To talk further about the performance’s social dynamics, it’s worth noting there were a wide variety of people at the performance. Young, old, Fordham-affiliated and not, a crowd of about 60 people sat together to become one mass, one community. The space of our performance—the courtyard plaza, a familiar space nestled between FCLC’s three main buildings—and the composition of our audience made our Antichrist a particularly interesting social experiment. Much like the diverse group that attended our performance, which included family, faculty, theatre students, friends, and passers-by, medieval audiences shared complex relationships within the social structures that determined who they were to each other. As Claire Sponsler explains in “Culture of the Spectator,” audience members can attend a performance for varyingly different reasons, depending on their location in the culture. This surely was the case with our audience, too.

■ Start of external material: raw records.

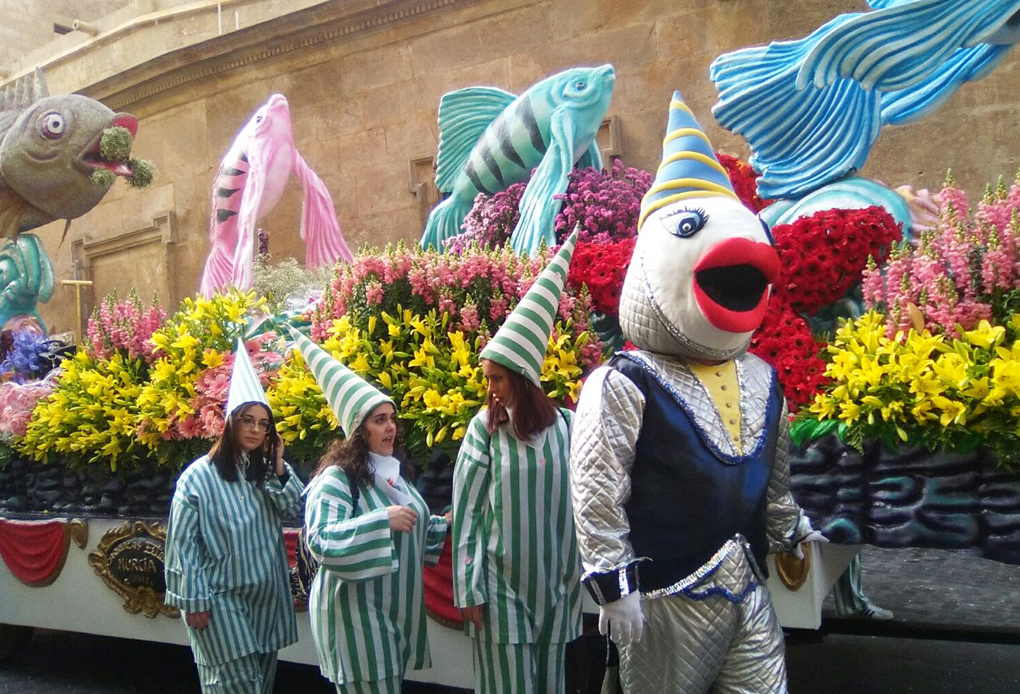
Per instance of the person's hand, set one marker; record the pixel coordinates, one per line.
(622, 620)
(277, 464)
(473, 614)
(402, 518)
(198, 620)
(813, 536)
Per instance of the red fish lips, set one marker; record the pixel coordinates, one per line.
(92, 158)
(731, 284)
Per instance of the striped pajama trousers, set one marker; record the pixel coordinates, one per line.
(519, 667)
(390, 685)
(249, 675)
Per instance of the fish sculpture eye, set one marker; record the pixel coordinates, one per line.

The Wedding Dance (1566), by Pieter Bruegel the Elder, depicting rowdy, participatory medieval festivity.

Still, some form of group mentality must also have had a hand in our audience’s enthusiasm. As Sponsler writes, “an audience for any public performance is always a collective that shapes in part the reaction of its individual members” (22). When we consume media individually, our responses to that media are, at least at first, completely internal. However, as audience members, we respond to stimulus alongside everyone else in the crowd, in real time. If one audience member was, at any moment, unsure of how to react to what we were doing as actors, the response of everyone around them would have contributed to how they felt about it. In a circular relationship of indistinguishable origin, the individuals who comprise the whole are influenced by the whole. For example, in speaking with one of the audience members after the performance, the first thing I heard was, “That was the most fun I’ve had at a theatre performance in a while!” After deeper conversation, though, I learned that the audience member disliked the comedic style of one of the characters. Curiously, in spite of his uncertainty, this person did not hesitate to label the general experience with clear enthusiasm. The collective enthusiasm of the audience buffered his individual predilections, offering him a different experience than he would have had on his own.

WORKS CITED

Claire Sponsler. “The Culture of the Spectator: Conformity and Resistance to Medieval Performances.” Theatre Journal 44.1 (Mar 1992): 15-29.